THE SHELL THAT STILLED
HIS TRUE BRAVE HEART
BROKE MINE

CORPORAL JAMES EDWARD NOBLE

CANADIAN INFANTRY

13TH JUNE 1918 AGE 21

BURIED: WAILLY ORCHARD CEMETERY, FRANCE


25th Battalion Canadian Infantry War Diary
Neuville Vitasse
At 2.00 am on 13 6 1918 [the diary says 1917 but this is a mistake] the Royal Engineers put over a gas projection on the lines opposite our front, which was accompanied by heavy artillery fire. In reply to this, the enemy put down a barrage on our front and support lines, which lasted until 2.45 am. [...] Casualties - killed in action, Lieut. E.C.C. Bing and 8 Other Ranks; wounded Capt. W.A. Livingstone and 21 Other Ranks.

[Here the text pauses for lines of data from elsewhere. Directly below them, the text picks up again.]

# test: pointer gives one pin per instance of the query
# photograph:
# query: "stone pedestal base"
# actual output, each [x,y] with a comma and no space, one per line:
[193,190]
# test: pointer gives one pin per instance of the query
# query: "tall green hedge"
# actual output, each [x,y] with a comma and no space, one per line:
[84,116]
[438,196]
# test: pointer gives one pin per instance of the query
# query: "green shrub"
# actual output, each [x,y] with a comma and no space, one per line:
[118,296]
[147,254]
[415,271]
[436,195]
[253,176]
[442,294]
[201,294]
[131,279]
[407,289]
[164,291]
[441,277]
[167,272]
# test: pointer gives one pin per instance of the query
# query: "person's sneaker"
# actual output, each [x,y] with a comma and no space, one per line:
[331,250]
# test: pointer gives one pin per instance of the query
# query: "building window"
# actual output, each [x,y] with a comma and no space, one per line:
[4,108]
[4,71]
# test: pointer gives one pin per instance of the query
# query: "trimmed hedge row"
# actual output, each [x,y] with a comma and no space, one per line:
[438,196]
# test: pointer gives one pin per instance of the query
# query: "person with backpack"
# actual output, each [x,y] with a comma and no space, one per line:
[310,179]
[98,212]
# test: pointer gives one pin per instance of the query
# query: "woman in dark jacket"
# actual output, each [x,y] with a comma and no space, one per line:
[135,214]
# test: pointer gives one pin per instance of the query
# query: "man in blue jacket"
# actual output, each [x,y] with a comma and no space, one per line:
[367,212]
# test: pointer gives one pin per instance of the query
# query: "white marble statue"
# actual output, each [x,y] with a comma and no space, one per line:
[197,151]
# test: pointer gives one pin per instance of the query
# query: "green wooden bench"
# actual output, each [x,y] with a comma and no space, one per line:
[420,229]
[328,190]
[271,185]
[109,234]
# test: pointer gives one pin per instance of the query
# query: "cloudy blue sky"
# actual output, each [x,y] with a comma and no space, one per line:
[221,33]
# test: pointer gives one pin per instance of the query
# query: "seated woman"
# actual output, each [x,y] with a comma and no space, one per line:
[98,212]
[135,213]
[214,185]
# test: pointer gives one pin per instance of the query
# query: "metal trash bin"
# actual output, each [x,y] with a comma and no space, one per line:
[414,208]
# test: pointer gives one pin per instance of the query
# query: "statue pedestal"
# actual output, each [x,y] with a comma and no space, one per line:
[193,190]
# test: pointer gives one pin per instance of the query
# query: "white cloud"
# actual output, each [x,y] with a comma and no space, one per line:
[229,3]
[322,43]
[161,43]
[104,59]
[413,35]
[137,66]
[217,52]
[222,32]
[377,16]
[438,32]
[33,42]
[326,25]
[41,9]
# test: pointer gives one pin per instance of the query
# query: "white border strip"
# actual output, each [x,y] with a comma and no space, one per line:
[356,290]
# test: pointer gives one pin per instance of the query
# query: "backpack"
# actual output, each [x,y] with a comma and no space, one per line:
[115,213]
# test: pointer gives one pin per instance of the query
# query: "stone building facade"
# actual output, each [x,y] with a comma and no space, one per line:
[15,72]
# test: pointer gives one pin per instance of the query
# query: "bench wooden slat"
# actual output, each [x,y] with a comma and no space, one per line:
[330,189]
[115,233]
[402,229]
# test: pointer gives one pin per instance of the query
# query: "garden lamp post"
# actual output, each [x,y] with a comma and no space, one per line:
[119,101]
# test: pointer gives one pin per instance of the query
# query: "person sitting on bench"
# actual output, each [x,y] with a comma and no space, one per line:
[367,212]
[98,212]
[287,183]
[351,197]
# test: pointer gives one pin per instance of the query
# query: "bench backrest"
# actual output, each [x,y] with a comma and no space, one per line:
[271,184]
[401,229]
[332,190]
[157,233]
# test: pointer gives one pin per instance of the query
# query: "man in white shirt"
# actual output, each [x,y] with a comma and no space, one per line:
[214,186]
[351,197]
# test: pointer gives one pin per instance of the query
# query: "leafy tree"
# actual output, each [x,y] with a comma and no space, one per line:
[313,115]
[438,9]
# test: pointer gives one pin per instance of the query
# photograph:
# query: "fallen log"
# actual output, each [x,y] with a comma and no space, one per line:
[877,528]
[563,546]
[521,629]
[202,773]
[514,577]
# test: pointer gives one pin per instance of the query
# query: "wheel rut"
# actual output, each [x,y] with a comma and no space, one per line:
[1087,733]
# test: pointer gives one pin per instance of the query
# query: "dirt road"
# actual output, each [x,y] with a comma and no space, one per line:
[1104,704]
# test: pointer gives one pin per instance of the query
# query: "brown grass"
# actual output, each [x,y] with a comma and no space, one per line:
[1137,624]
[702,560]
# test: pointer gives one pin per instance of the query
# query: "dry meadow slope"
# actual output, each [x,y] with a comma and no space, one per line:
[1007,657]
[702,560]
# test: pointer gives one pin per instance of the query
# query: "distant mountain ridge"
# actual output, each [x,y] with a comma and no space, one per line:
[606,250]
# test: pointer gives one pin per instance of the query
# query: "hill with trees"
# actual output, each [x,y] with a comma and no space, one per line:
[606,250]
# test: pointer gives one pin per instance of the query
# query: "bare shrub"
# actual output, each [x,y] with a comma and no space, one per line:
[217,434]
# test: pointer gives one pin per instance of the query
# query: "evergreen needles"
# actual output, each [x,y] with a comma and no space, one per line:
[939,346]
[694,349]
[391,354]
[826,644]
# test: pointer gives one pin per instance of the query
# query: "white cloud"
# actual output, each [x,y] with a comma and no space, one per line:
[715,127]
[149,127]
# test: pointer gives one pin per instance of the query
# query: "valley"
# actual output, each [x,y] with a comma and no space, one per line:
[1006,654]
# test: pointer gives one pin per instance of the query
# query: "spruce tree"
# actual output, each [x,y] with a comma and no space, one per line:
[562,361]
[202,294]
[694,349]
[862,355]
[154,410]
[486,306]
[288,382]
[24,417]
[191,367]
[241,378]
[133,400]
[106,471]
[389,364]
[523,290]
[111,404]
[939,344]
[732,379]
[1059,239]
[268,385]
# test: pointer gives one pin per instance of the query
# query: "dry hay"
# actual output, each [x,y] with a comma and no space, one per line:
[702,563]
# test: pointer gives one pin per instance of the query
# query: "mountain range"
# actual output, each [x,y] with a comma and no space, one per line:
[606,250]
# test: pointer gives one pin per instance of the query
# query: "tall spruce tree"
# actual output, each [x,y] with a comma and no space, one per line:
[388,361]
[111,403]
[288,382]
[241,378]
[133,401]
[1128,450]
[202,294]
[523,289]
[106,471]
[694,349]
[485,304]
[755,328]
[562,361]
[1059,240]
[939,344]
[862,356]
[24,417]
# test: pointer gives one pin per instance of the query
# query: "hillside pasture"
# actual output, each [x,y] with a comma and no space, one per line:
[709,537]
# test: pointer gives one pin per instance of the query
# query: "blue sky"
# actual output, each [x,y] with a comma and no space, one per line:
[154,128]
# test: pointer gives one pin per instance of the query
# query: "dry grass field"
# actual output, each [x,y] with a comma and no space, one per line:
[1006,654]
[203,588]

This was the enemy barrage that stilled Corporal Noble's heart and broke his mother's.
James Edward Noble attested in Shubenacadie, Nova Scotia on 31 March 1916. He was nineteen and one month. He served with the 25th Battalion Canadian Infantry, the Nova Scotia Rifles.
Noble's parents, William and Agnes, had ten children, two of whom died in infancy. James was killed in 1918 and his younger brother, George Ross Noble, died of tuberculosis in a sanatorium in Nova Scotia on 30 March 1921. He was 22. George had been a soldier. He'd served in France for a year with the 193rd Battalion, which it was believed had brought on his condition. He's buried under a War Graves Commission headstone with an inscription chosen by his wife, Ruby: 'Sadly missed and lovingly remembered'.